Shs400b to boost Kilembe Mines growth

Chinese investors with Kizza & Kiwanuka Advocates and Legal Consultants partner Herbert Wakaabu after announcing their partnership to invest in Kilembe Mines in Kampala yesterday. Photo by Stephen Wandera.

What you need to know:

More Chinese investors join deal that will create more than 3,500 jobs.

After lying dormant for about three decades, Kilembe Mines Ltd, a once vibrant manufacturer and smelter of copper in western Uganda, is out of the woods, owing to growing Chinese investment in Africa.

Tibet Hima Co. Limited, a Chinese consortium that won Kilembe Mines deal, yesterday announced a $175 million (more than Shs400 billion) investment in the mines and unveiled two more Chinese partners: Shanghai Baosteel Group and Chinalco Luoyang Copper.

Chinalco Luoyang has an asset base of Chinese Yuan 3.4 billion (about $554 million) with a complete production system of copper smelting, copper and copper ally processing, aluminum and magnesium materials processing and nonferrous equipment manufacture among others.

Under the deal, Baosteel shall be involved in the feasibility studies for the downstream beneficiation process that shall involve smelting, refining and product factory development.

The investors pledged to ensure environmental protection and invest in corporate social responsibility ventures like schools and hospitals.

At a press conference in Kampala, the deputy chief executive of Tibet Hima Mining Co. Ltd, Mr Lu Guo, undertook to revive Kilembe Mines Ltd. He said currently, the investor is carrying out feasibility studies and fixing infrastructure ahead of the exploration phase.

“We want to assure Ugandans that we are committed to the project and we are going to revive Kilembe Mines,” Mr Guo said.

“It’s going to be step by step. We need to improve infrastructure and increase capacity of the hydropower needed to run the Mines,” he added.

Mr Guo said the company paid the government a signature fee of more than $4 million (about Shs10 billion) and going forward shall pay an annual concession fee of $1.5 million (about Shs3.7 billion) for the 25 years — the duration of the concession.

The government shall also benefit from statutory payments and taxes.

The Daily Monitor understands that the project has been designed to cover four components; the Hard Rock Mine Project, the Tailing Ponds Project, the Mubuku 1 Hydropower Project and the Beneficiation Project which shall involve the value addition aspect where copper and cobalt shall be refined and processed into various products.

“The project is a phased project and its success is dependent on extensive exploration programme and reconnaissance activities for the different components which are already underway,” Mr Guo said.

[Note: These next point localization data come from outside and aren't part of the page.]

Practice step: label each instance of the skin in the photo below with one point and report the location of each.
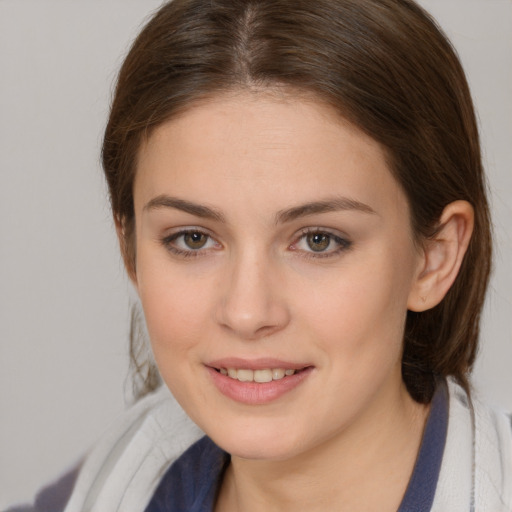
(347, 436)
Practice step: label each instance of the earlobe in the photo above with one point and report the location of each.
(442, 258)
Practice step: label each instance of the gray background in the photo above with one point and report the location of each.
(64, 297)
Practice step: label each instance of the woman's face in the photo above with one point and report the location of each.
(272, 239)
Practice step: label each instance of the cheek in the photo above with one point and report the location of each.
(176, 308)
(361, 310)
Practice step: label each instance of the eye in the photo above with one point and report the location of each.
(190, 242)
(320, 243)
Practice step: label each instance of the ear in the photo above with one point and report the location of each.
(127, 252)
(442, 257)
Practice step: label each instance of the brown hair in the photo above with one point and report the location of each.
(382, 64)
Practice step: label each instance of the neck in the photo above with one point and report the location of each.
(365, 467)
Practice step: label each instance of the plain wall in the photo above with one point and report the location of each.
(64, 297)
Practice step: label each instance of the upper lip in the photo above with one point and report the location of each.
(255, 364)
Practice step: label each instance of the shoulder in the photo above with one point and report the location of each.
(476, 472)
(124, 467)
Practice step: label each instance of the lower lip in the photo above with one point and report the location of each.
(254, 393)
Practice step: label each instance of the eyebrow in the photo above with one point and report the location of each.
(330, 205)
(165, 201)
(283, 216)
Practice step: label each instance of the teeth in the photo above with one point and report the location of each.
(277, 373)
(261, 376)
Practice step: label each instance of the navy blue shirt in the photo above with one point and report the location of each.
(192, 482)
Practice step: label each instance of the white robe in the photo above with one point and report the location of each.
(123, 470)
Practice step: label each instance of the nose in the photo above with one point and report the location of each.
(252, 302)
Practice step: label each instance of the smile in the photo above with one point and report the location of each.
(261, 376)
(266, 381)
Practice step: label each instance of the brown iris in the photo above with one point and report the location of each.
(318, 241)
(195, 240)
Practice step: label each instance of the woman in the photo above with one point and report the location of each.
(300, 202)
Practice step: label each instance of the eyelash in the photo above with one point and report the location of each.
(167, 242)
(343, 243)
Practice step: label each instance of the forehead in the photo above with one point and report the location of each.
(248, 145)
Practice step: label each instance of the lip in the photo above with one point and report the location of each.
(253, 393)
(261, 363)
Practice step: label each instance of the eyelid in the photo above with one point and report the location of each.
(344, 243)
(167, 242)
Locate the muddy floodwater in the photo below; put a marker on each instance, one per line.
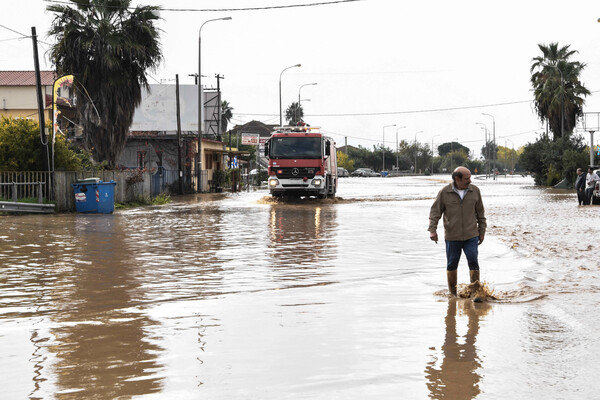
(241, 297)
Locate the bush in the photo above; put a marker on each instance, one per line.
(549, 161)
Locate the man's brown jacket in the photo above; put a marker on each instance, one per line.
(463, 219)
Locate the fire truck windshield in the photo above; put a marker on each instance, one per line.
(295, 147)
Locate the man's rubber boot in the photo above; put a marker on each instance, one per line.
(474, 278)
(452, 278)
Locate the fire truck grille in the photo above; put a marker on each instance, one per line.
(290, 173)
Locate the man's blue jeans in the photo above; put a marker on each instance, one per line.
(454, 248)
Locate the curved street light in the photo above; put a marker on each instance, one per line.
(397, 150)
(494, 149)
(416, 150)
(200, 105)
(383, 148)
(434, 136)
(487, 148)
(299, 89)
(451, 157)
(280, 112)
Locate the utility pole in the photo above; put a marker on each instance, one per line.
(41, 105)
(219, 77)
(178, 135)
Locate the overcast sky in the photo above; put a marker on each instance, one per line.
(432, 66)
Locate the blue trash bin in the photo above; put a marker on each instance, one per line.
(94, 196)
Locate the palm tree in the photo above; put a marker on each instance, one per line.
(294, 114)
(108, 47)
(226, 114)
(558, 92)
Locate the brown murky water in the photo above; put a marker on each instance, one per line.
(241, 297)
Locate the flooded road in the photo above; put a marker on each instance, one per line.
(240, 297)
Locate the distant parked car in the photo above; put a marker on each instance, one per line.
(343, 172)
(365, 172)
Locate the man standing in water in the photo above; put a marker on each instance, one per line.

He said the initial phase will take two years and that more than 3,500 direct jobs will be created adding that to boost local content selected Ugandans will be trained in Geology.

Expected local content targets are between 15-20 per cent as the minimum expenditure on Ugandan service providers at the various stages.

The investors said the number shall progress as capacity of Uganda enterprises is built to be able to handle supplies in the mining sector.